In this chapter, we have developed a model that can learn about the biases of crowd workers by assigning them to communities of similar workers. The model can then appropriately correct for worker biases to give high accuracy labels. Where tweets are being labelled, the model can also make use of the words in the tweet to perform triage, in order to prioritise labelling the most important messages. Importantly, along the way we have learned that more flexible models are not necessarily better models!
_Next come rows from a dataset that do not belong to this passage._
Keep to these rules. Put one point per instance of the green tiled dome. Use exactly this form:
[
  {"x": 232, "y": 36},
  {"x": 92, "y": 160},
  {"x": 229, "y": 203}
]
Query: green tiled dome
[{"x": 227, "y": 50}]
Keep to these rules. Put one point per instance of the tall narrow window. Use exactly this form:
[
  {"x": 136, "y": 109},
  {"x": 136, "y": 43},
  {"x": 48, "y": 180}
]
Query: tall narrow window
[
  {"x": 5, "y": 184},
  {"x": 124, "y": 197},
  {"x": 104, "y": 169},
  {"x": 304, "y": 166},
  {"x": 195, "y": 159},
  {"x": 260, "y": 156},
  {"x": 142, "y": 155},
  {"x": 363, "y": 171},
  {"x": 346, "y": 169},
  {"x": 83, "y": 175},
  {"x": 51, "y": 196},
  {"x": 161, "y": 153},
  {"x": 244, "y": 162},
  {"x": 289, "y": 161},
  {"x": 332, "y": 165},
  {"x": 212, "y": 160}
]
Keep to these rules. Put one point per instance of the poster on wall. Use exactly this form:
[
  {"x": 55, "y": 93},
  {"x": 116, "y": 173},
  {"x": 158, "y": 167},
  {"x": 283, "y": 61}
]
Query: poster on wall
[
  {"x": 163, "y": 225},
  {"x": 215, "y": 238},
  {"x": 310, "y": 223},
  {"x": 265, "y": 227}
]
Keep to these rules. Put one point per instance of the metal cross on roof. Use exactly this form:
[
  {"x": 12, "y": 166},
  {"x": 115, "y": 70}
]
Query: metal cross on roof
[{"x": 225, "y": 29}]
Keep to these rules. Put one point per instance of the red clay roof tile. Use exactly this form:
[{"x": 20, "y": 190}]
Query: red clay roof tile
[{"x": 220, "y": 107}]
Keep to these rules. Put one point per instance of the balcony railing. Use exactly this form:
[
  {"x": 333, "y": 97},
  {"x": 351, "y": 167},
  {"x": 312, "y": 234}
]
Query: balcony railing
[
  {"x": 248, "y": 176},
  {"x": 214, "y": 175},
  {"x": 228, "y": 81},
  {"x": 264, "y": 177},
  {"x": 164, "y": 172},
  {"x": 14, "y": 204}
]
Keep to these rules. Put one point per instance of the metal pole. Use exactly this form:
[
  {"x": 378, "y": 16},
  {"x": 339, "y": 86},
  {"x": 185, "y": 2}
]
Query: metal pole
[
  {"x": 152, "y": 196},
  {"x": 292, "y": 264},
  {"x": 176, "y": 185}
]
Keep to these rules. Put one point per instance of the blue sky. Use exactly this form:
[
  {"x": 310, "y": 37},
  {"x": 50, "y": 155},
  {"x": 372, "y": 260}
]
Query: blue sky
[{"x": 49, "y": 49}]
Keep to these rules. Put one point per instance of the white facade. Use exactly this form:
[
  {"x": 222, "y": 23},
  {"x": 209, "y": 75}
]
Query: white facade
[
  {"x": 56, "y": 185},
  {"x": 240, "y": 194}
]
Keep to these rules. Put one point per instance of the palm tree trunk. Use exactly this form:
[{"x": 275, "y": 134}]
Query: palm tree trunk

There are a number of ways in which this model could be further improved. For example, the model could be extended to infer the difficulty of labelling each tweet, somewhat like we did for quiz questions in Chapter 2. It could also incorporate other kinds of information, such as how long it took for the annotator to produce a label. Nonetheless, the model is already competitive: Venanzi et al. [2012] used a version of this model to take part in the CrowdScale Shared Task Challenge described at the start of the chapter. Because the model can combine labels from the crowd workers with information from the words in the tweet, they were able to achieve joint first place in this challenge. What’s more, Simpson et al. [2015] compared variants of this model with a number of crowd sourcing models and found that the model with words was most accurate on two different, challenging data sets. So, at the time, the model developed in this chapter really was a competitive solution to processing crowd-sourced labels.

Even more exciting, an extension of this model by Ramchurn et al. [2015] was actually used to analyse live streams of emergency tweets received during environmental disasters in the Philippines – an excellent application of model-based machine learning!